The Other Side is destroyed by flame, although the story’s ending is not without ambiguity:

And on the third time streams of fire went forth from his fingers, and all the “other side” of the forest took fire, and great darkness was over all. All who were there and saw and heard it have kept the impress thereof for the rest of their lives–nor till in their death hour was the remembrance thereof absent from their minds. Shrieks, horrible beyond conception, were heard till nightfall–then the rain rained. The “other side” is harmless now–charred ashes only; but none dares to cross but Gabriel alone–for once a year for nine days a strange madness comes over him. 

This last line is a clear allusion to the story’s earlier reference to “very wicked men who for nine days in every year are turned into wolves”. Clearly, Gabriel’s ordeal has left him with after-effects.

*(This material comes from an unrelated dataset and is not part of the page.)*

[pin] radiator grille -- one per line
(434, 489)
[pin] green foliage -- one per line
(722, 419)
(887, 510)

So, this is “The Other Side”. Hollywood has established the werewolf as one of the more materialistic of monsters, but this was not always the case. Authors of the nineteenth were prone to making their lycanthropes as intangible, spiritual beings, and Stenbock’s story is a pristine example of this. The weird and repetetive descriptions of “wolf-men and men-wolves”, of “men that had the heads of wolves and wolves that had the heads of men”, of the wolf-keeper seated on hus human-faced ram, have the potential to haunt the imagination long after the brief story is over.

There is one last detail about “The Other Side” that I would like to bring up. At two points in the story, Stenbock uses a language that I have yet identify. The first is when Lilith sings to Gabriel:

Ma zála liral va jé Cwamûlo zhajéla je Cárma urádi el javé Járma, symai,–carmé–Zhála javály thra je al vú al vlaûle va azré Safralje vairálje va já? Cárma serâja Lâja lâja Luzhà!

The second point is the name of the blue flower, lûli uzhûri. I searched online and found a few discussions about this language (this one, for example) but none that were able to conclusively identify it. The language isn’t Breton; and while Stenbock had family connections to both Sweden and Estonia, it is neither Swedish nor Estonian.

Possibly it was made up by Stenbock himself. But the words comprising “lûli uzhûri” have clear similarities to “lily” and “azure”, so he appears to have been working with actual etymology. My best guess — and take this with a grain of salt — is that Lilith’s language is a garbled form of Hungarian.